A sudden ethnic violence in September last year, which broke out in Yaso locality in Ethiopia's western Benishangul Gumuz regional state, had forced thousands of civilians to flee to the neighboring district, Haro Limu, in Ethiopia's largest Oromia regional state.
The violence "left many dead and dozens injured," while those who escaped left everything behind and made it "to relative safety with just the clothes on their backs," the ICRC said in a statement on Monday.
Between December 2018 and mid-February 2019, the ICRC has conducted "several rounds of distribution of essential aid."
More than 33,000 displaced family members have benefited from the assistance, according to Tagash Zemed-Agegnehu, head of ICRC's distribution efforts in the affected area.

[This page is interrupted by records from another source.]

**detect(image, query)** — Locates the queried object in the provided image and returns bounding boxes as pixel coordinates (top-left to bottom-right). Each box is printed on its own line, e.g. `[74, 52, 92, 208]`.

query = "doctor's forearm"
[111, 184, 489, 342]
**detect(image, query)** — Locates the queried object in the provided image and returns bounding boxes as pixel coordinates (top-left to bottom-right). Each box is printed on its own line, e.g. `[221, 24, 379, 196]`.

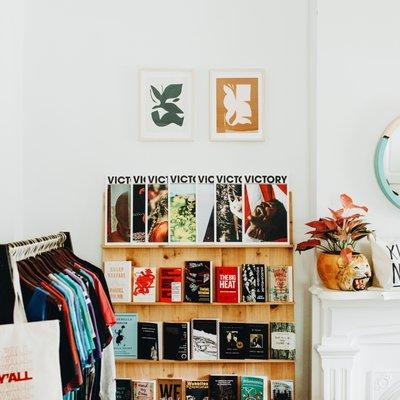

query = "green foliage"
[150, 84, 184, 127]
[170, 194, 196, 242]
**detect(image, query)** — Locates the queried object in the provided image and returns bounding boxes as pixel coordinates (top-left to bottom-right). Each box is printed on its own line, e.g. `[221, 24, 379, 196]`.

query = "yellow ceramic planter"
[317, 253, 371, 291]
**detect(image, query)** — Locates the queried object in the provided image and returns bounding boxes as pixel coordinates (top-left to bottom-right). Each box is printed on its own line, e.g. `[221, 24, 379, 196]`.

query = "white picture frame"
[139, 69, 194, 141]
[210, 69, 265, 142]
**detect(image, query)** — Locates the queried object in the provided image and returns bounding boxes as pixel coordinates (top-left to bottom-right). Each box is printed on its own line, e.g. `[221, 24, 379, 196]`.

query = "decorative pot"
[317, 253, 371, 291]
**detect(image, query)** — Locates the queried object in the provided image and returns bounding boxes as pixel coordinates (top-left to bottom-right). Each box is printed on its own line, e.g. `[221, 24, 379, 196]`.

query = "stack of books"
[104, 261, 293, 303]
[113, 313, 296, 361]
[116, 375, 294, 400]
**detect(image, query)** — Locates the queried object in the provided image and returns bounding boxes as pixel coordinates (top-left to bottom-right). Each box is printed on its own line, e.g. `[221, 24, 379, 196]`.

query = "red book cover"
[159, 267, 182, 303]
[215, 266, 239, 303]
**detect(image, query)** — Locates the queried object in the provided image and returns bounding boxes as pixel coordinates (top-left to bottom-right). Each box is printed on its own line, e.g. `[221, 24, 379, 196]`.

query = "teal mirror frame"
[374, 117, 400, 208]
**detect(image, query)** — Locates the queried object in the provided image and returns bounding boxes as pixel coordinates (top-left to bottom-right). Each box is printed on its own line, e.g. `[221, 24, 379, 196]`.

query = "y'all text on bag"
[0, 371, 33, 385]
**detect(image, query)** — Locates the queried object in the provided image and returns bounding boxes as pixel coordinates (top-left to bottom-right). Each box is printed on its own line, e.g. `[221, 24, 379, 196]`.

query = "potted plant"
[296, 194, 373, 290]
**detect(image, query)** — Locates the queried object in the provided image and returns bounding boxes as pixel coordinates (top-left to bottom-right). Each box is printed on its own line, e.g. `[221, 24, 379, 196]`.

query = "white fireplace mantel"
[310, 286, 400, 400]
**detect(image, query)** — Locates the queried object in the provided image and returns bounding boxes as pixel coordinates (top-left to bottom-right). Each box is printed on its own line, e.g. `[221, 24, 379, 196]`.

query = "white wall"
[313, 0, 400, 393]
[317, 0, 400, 237]
[0, 0, 24, 243]
[1, 0, 311, 399]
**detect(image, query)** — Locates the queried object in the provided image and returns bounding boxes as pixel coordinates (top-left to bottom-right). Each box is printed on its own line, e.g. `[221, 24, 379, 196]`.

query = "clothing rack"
[0, 232, 72, 325]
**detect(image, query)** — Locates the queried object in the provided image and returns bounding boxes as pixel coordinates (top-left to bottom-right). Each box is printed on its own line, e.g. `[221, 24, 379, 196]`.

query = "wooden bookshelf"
[116, 358, 294, 364]
[102, 194, 295, 381]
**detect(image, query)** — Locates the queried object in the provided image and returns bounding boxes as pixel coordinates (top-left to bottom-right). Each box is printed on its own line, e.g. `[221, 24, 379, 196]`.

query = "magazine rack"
[103, 194, 295, 381]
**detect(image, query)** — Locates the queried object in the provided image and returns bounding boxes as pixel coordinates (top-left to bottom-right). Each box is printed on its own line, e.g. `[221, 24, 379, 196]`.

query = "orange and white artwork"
[210, 70, 264, 141]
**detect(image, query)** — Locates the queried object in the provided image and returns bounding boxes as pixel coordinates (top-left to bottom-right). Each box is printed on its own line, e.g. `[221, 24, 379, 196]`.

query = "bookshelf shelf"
[115, 358, 295, 365]
[102, 242, 293, 249]
[102, 196, 296, 381]
[113, 301, 294, 307]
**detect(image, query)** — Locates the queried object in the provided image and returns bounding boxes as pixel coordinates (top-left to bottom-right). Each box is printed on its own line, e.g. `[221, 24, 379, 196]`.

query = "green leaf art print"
[150, 84, 184, 127]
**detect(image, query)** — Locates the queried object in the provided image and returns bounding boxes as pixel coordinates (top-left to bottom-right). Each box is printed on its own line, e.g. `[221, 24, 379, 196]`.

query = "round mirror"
[375, 116, 400, 208]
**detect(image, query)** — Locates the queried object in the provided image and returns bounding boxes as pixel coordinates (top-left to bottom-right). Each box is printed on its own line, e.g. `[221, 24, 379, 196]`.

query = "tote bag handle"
[8, 247, 27, 324]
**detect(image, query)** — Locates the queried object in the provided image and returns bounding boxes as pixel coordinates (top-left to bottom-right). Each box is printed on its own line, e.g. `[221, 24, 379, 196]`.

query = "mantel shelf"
[309, 285, 400, 302]
[115, 358, 295, 365]
[113, 301, 294, 307]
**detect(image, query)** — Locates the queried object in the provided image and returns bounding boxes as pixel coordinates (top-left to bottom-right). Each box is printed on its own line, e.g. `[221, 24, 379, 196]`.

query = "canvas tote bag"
[0, 248, 62, 400]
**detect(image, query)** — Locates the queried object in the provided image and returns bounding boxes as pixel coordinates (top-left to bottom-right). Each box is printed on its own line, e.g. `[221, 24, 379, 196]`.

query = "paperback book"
[271, 322, 296, 360]
[191, 319, 219, 360]
[132, 267, 157, 303]
[106, 184, 131, 243]
[157, 379, 183, 400]
[271, 380, 294, 400]
[243, 182, 289, 243]
[132, 184, 146, 243]
[242, 264, 266, 303]
[267, 266, 293, 302]
[245, 324, 268, 360]
[209, 375, 239, 400]
[163, 322, 190, 361]
[196, 183, 215, 243]
[104, 261, 132, 302]
[133, 381, 156, 400]
[219, 322, 247, 360]
[169, 183, 196, 243]
[159, 267, 182, 303]
[115, 379, 132, 400]
[147, 182, 169, 243]
[185, 380, 208, 400]
[214, 266, 239, 303]
[112, 313, 138, 358]
[215, 183, 243, 243]
[137, 322, 160, 360]
[184, 261, 212, 303]
[240, 376, 268, 400]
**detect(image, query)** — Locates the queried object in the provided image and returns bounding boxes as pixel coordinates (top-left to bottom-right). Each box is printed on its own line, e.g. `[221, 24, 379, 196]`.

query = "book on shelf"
[245, 323, 268, 360]
[184, 261, 212, 303]
[163, 322, 190, 361]
[209, 375, 239, 400]
[214, 266, 239, 303]
[241, 264, 266, 303]
[115, 379, 133, 400]
[191, 318, 219, 360]
[271, 322, 296, 360]
[112, 313, 138, 359]
[137, 322, 161, 360]
[158, 267, 182, 303]
[240, 376, 268, 400]
[132, 380, 157, 400]
[267, 266, 293, 301]
[185, 380, 208, 400]
[132, 267, 157, 303]
[157, 379, 183, 400]
[271, 379, 294, 400]
[104, 261, 132, 302]
[219, 322, 247, 360]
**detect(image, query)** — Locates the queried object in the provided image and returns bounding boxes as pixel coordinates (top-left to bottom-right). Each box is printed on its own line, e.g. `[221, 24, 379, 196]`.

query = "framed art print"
[210, 69, 265, 141]
[140, 70, 193, 141]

"We distributed plastic sheds, blankets, mats, jerry cans, cooking utensils and soaps to 5,541 families sheltered in different sites of Haro Limu district," Zemed-Agegnehu said.
According to ICRC, around 8,000 internally displaced families now live in the Haro Limu district following the ethnic-conflict that was erupted in Yaso.
ICRC's announcement came amid improving security situations in the East African country over the past few months.
The UN World Food Programme (WFP) last week also resumed life-saving humanitarian food distribution in parts of Ethiopia, following interruptions over the last 11 months due to security issues.
The WFP, as one of the leading humanitarian support provider in the East African country, works with different partners in its efforts to address the humanitarian needs of drought and conflict affected people.
The WFP has been a major recipient of the humanitarian donation from the government of China, in which China has so far provided an emergency aid to Ethiopia totaling about 36.6 million U.S. dollars through four rounds of supports, making it the third largest food aid contributor in Ethiopia, according to figures from Ethiopia's National Disaster Risk Management Commission.
Speaking to Xinhua, Paul Anthem, Head of Communications, Donor Relations and Reports Unit at WFP Ethiopia, had previously said that the WFP has been receiving donations from the government of China for the past several years, especially for its relief and nutrition activities.
"The donations usually arrive at critical times when the country was in need of humanitarian assistance and millions required urgent nutritional support," Anthem had said.